Obviously, the GPL _cannot_ assume 'power over other unrelated works'.
That would not be within the scope of a copyright licence.

As a copyright licence, the GPL only restricts your permission to
distribute derivative or collective works based on the original GPL'd
Program.¹

Under some circumstances², the GPL denies you permission to distribute a
collective work, where one of the independent and separate works which
comprise that collective work is the GPL'd Program, and another of the
independent and separate works which comprise that collective work is,
well, independent and separate.

But in that case, the restriction works purely by denying you permission
to distribute the GPL'd Program in that form, not by any magical 'power
over other unrelated works'.

The GPL phrases it thus:
	Thus, it is not the intent of this section to claim rights or
	contest your rights to work written entirely by you; rather, the
	intent is to exercise the right to control the distribution of
	derivative or collective works based on the Program.

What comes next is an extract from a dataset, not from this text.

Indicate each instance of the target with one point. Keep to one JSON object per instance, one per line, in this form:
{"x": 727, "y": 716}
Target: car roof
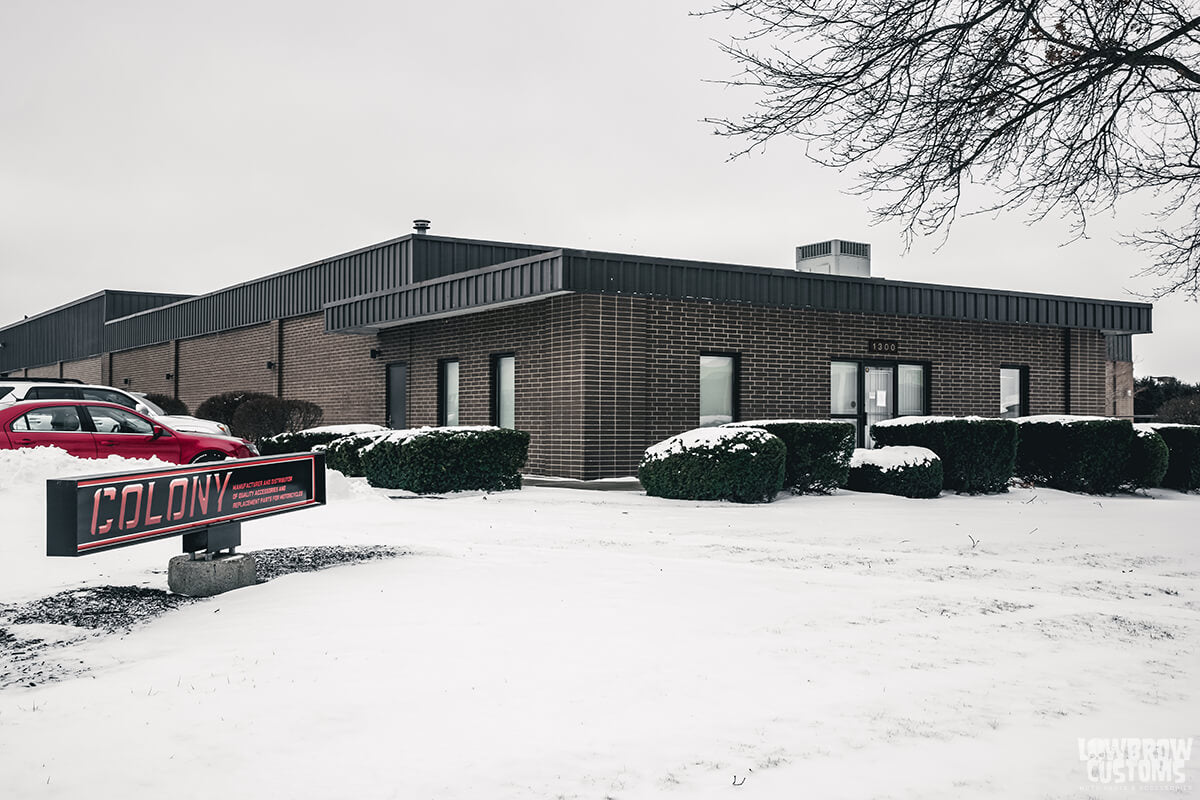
{"x": 43, "y": 402}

To go back to the analogy with short stories...

I deny you the right to publish my short story in your anthology because
I don't think it goes well with the other stories you chose to include.

You seem to think you can go ahead and include my story anyway, on the
basis that the other stories I object to are "unrelated works", and that
copyright law does not grant me "power over other unrelated works". 

But I don't need power over those unrelated works. I only need the power
to deny you permission to include _my_ work.

And that power is _precisely_ what copyright law gives me.

-- 
dwmw2

¹ Strictly speaking, of course it is copyright law which _restricts_ your
  permissions, and the licence only grants some of those permissions back
  to you. With certain conditions.

² And yes, we disagree on precisely _which_ circumstances, but unless those
  three paragraphs of the GPL are just a long pointless no-op, there are
  certainly _some_ circumstances where it does.